The first definition is the most widely used. “Sexual attraction” is usually defined as that feeling of desiring to have sex with a specific person. The second definition is sometimes used, because not everyone understands what “sexual attraction” is supposed to mean, and finds the definition for it either unclear, or not meaningful to them personally.
Some people find the second definition more clear. There are also allosexuals (people who aren’t asexual nor gray-asexual) who say that they don’t experience “sexual attraction” as the asexual community defines it, but they say they’re allosexual, because they desire sex. A comparison that has been used, is that someone who is allosexual will still have desires for sex, even if they lived their life in complete isolation.
There is the added issue that some define asexuality as lacking sexual attraction and/or the intrinsic desire for partnered sex, drawing a clear line between what “sexual attraction” is, and the “intrinsic desire for partnered sex”.

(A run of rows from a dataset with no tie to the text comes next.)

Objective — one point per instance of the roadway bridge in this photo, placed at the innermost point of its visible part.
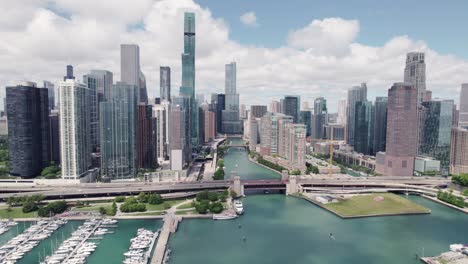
(89, 190)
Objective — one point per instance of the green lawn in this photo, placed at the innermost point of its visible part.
(160, 207)
(365, 205)
(16, 212)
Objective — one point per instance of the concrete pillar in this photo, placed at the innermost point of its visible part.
(284, 175)
(237, 186)
(291, 186)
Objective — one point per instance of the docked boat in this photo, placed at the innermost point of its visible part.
(238, 207)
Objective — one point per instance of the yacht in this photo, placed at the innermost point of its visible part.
(239, 207)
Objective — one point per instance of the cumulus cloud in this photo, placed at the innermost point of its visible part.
(249, 19)
(320, 59)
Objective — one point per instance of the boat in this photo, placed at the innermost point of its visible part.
(224, 216)
(238, 207)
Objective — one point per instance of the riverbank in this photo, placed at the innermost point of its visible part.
(370, 205)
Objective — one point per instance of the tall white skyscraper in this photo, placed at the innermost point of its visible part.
(463, 113)
(415, 73)
(75, 140)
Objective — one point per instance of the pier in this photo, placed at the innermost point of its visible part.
(171, 222)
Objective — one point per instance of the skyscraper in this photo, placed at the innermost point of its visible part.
(401, 143)
(130, 70)
(364, 128)
(290, 105)
(91, 82)
(415, 73)
(463, 111)
(230, 116)
(355, 94)
(380, 123)
(51, 93)
(118, 132)
(434, 140)
(319, 117)
(28, 129)
(188, 77)
(165, 83)
(75, 140)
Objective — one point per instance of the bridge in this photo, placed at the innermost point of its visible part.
(91, 190)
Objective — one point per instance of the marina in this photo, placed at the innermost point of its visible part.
(77, 248)
(17, 247)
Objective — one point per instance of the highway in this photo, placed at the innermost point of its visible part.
(132, 188)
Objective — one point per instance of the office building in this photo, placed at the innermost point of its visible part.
(459, 150)
(415, 73)
(75, 131)
(319, 118)
(434, 139)
(355, 94)
(401, 143)
(290, 105)
(165, 83)
(28, 129)
(130, 70)
(380, 124)
(118, 132)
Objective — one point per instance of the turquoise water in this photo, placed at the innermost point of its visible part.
(236, 159)
(280, 229)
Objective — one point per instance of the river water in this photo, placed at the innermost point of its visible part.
(280, 229)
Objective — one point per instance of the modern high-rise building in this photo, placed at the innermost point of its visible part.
(51, 92)
(319, 118)
(177, 138)
(463, 111)
(341, 118)
(290, 105)
(258, 111)
(459, 150)
(210, 125)
(187, 88)
(91, 82)
(364, 128)
(146, 137)
(54, 138)
(355, 94)
(275, 107)
(305, 117)
(434, 139)
(75, 130)
(401, 143)
(118, 132)
(28, 129)
(130, 70)
(380, 124)
(165, 83)
(415, 73)
(230, 116)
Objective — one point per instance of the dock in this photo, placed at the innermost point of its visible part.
(171, 222)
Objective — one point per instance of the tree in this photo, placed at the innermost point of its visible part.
(155, 198)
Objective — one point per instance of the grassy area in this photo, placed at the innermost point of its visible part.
(92, 208)
(159, 207)
(186, 212)
(366, 205)
(16, 212)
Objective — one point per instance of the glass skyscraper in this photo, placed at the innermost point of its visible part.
(118, 132)
(188, 75)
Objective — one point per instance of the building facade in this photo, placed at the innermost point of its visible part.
(28, 129)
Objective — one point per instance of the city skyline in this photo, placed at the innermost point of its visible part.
(353, 60)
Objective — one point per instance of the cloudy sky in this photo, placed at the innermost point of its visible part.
(308, 48)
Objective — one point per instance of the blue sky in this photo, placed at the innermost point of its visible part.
(441, 24)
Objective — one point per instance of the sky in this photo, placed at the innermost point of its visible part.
(299, 47)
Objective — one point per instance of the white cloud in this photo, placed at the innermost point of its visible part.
(249, 19)
(321, 59)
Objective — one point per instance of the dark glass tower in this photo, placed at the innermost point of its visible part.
(28, 129)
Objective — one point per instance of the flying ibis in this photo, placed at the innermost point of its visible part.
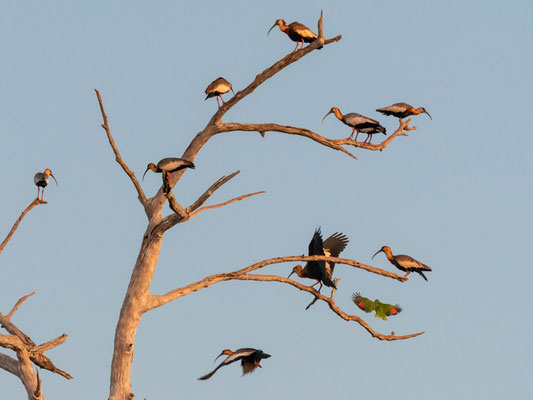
(404, 263)
(41, 180)
(322, 271)
(402, 110)
(359, 123)
(167, 166)
(250, 360)
(382, 310)
(217, 88)
(297, 32)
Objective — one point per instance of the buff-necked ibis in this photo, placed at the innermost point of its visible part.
(382, 310)
(404, 263)
(41, 180)
(297, 32)
(250, 360)
(167, 166)
(359, 123)
(322, 271)
(402, 110)
(217, 88)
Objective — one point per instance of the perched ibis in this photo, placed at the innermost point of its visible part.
(250, 360)
(297, 32)
(359, 123)
(217, 88)
(167, 166)
(404, 263)
(322, 271)
(41, 180)
(402, 110)
(382, 310)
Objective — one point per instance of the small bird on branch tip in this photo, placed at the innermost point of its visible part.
(297, 32)
(167, 166)
(358, 123)
(217, 88)
(402, 110)
(250, 360)
(382, 310)
(322, 271)
(404, 263)
(41, 180)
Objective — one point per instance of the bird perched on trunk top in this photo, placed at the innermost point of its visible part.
(217, 88)
(358, 122)
(402, 110)
(322, 271)
(41, 180)
(404, 263)
(297, 32)
(167, 166)
(250, 360)
(382, 310)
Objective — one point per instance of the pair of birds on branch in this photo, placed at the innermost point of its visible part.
(322, 271)
(297, 32)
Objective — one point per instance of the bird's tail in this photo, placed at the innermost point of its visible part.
(422, 274)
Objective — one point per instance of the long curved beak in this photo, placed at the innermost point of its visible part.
(221, 354)
(147, 168)
(52, 175)
(379, 251)
(326, 116)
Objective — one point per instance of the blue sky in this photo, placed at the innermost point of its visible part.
(455, 194)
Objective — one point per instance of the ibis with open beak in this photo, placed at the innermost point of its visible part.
(322, 271)
(359, 123)
(167, 166)
(217, 88)
(402, 110)
(250, 360)
(404, 263)
(41, 180)
(297, 32)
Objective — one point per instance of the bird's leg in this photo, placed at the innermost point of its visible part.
(351, 134)
(297, 44)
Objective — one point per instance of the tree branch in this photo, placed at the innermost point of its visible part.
(118, 158)
(160, 300)
(17, 222)
(291, 130)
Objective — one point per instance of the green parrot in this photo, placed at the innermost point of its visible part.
(382, 310)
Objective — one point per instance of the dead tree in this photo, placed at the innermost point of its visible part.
(139, 299)
(28, 353)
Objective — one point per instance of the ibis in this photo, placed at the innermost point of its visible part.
(297, 32)
(404, 263)
(41, 180)
(402, 110)
(250, 360)
(358, 122)
(322, 271)
(217, 88)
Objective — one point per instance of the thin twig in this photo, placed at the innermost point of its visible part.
(244, 196)
(214, 187)
(17, 222)
(17, 305)
(118, 158)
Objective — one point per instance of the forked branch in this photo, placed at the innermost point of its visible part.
(17, 222)
(118, 158)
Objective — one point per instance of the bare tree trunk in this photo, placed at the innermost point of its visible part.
(134, 306)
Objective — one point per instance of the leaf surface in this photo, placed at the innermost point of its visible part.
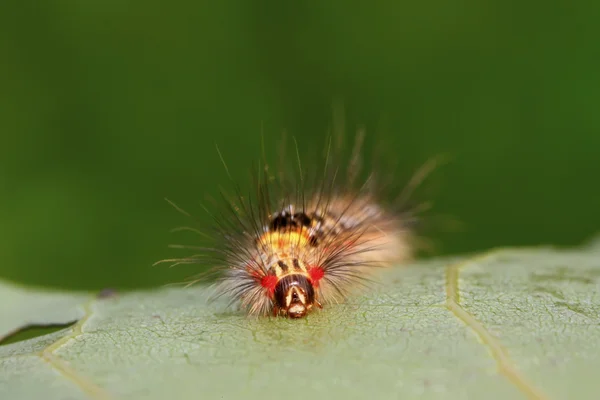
(510, 323)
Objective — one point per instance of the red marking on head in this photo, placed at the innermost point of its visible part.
(269, 282)
(316, 273)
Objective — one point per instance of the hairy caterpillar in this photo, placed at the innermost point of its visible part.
(291, 246)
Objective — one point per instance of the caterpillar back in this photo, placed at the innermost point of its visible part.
(290, 247)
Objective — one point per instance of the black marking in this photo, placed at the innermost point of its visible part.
(286, 283)
(283, 266)
(284, 221)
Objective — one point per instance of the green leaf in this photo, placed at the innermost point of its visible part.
(511, 323)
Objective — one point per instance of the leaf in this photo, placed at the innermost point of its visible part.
(512, 323)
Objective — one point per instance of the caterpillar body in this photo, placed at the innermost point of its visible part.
(285, 252)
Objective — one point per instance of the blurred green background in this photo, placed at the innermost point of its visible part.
(107, 107)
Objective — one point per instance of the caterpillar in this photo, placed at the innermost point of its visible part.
(290, 247)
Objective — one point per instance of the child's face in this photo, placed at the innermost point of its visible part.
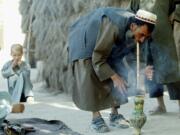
(16, 55)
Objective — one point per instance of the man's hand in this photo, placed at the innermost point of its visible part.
(119, 83)
(149, 72)
(14, 63)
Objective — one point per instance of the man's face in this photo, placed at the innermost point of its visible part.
(140, 32)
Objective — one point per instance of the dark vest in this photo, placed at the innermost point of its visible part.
(83, 33)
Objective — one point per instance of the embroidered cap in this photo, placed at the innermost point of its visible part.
(146, 16)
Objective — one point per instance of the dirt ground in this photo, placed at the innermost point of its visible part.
(52, 105)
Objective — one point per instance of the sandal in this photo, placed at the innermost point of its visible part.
(118, 121)
(157, 111)
(98, 125)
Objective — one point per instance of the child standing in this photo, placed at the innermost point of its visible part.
(17, 73)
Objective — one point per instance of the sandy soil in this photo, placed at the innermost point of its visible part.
(54, 105)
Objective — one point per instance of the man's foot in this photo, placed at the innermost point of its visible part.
(18, 108)
(98, 125)
(30, 100)
(158, 111)
(118, 121)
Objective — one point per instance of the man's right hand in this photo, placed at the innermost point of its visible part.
(119, 83)
(149, 72)
(14, 63)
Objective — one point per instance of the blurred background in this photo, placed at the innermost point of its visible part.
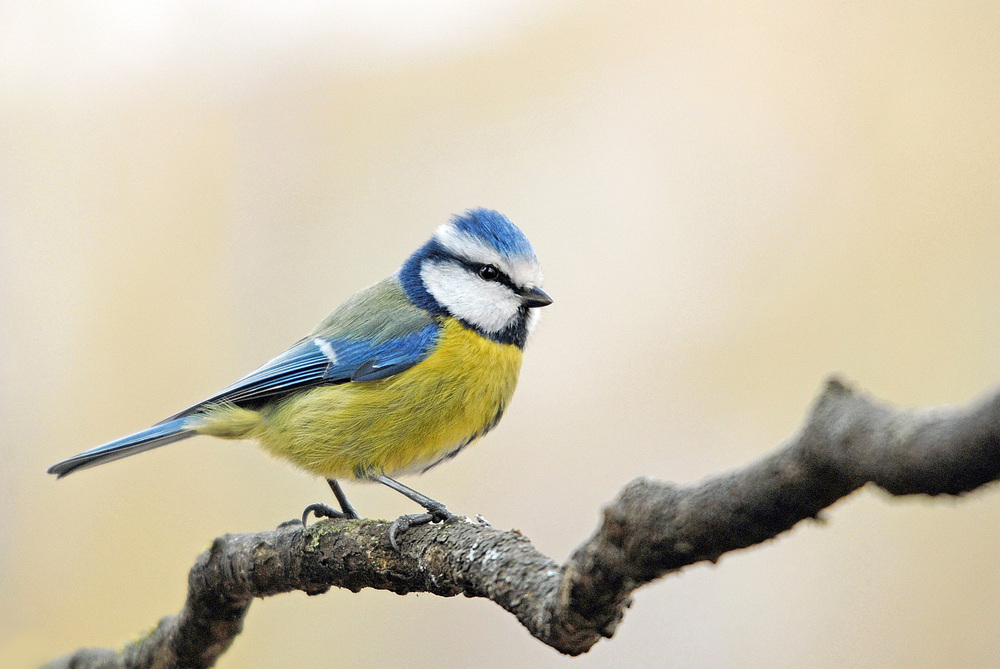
(731, 201)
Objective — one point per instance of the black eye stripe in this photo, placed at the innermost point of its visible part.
(499, 277)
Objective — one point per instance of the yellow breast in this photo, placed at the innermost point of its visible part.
(401, 424)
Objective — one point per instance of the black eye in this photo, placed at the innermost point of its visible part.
(488, 272)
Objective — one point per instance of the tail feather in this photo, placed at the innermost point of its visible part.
(154, 437)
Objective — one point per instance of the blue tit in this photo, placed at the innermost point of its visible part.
(403, 375)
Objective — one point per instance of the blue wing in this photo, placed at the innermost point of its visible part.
(326, 360)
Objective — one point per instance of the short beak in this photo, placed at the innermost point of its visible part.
(535, 297)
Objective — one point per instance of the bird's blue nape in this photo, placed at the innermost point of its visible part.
(496, 230)
(490, 228)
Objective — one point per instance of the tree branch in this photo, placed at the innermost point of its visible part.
(651, 529)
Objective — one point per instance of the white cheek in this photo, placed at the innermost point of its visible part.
(532, 320)
(488, 305)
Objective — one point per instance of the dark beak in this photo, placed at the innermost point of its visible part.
(535, 297)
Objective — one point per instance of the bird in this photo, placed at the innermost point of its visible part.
(401, 376)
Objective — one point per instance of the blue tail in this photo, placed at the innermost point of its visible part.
(154, 437)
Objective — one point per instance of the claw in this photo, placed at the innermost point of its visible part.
(321, 511)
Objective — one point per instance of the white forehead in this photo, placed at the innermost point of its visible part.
(524, 271)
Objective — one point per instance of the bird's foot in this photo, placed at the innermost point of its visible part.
(321, 510)
(437, 514)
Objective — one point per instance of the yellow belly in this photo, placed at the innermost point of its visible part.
(401, 424)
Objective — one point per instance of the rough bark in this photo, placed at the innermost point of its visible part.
(651, 529)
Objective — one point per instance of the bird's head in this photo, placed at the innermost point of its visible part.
(480, 269)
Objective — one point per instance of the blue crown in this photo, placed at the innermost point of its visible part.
(495, 229)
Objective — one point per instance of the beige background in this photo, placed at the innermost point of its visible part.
(731, 200)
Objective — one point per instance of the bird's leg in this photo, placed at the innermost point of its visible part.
(436, 511)
(345, 505)
(321, 510)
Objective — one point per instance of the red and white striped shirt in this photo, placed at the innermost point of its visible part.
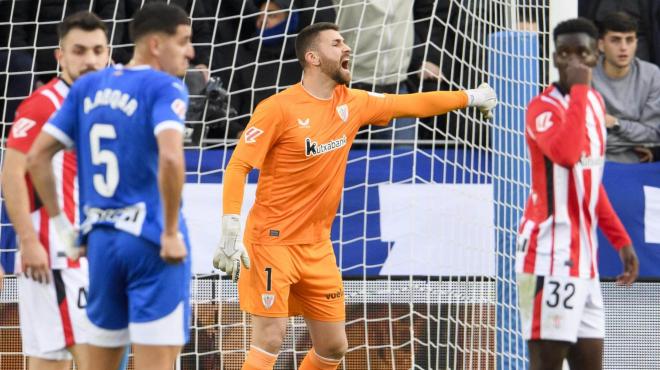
(566, 137)
(31, 115)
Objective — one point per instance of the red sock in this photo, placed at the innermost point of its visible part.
(315, 362)
(258, 359)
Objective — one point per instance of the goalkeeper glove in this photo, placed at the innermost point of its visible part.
(67, 235)
(484, 98)
(230, 252)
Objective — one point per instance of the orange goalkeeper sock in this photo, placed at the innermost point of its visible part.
(258, 359)
(315, 362)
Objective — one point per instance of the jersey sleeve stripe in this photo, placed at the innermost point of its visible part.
(168, 125)
(58, 134)
(52, 97)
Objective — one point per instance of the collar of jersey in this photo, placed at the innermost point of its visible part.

There are other asexual people who feel like the first definition fits their experiences, but the second one doesn’t. These reasons are why a combined definition of “Doesn’t experience sexual attraction and/or an intrinsic desire for partnered sex” has grown in popularity.
An expanded definition
Asexuality is an orientation where an individual does not experience sexual attraction. However, asexuals may have romantic, or other attractions. The lack of sexual attraction does not imply that they is always no sex drive. Asexuals can have ranging libidos. (Credit to Stained Glass from AVEN for suggesting this expanded definition.)
Asexuals are a diverse group
Some asexuals experience romantic attraction, others don’t, and some don’t distinguish romantic from platonic feelings.
Some asexuals are repulsed by sex, while others are indifferent to it, and some may enjoy it. [note: in the “attitudes towards sex” section, this’ll be elaborated on a lot more, including statistics to show that these groups aren’t equally-sized]
Asexuality isn’t celibacy or sexual abstinence, though many asexuals happen to be celibate, and can be for different reasons. Likewise, others are sexually active, and can be for different reasons.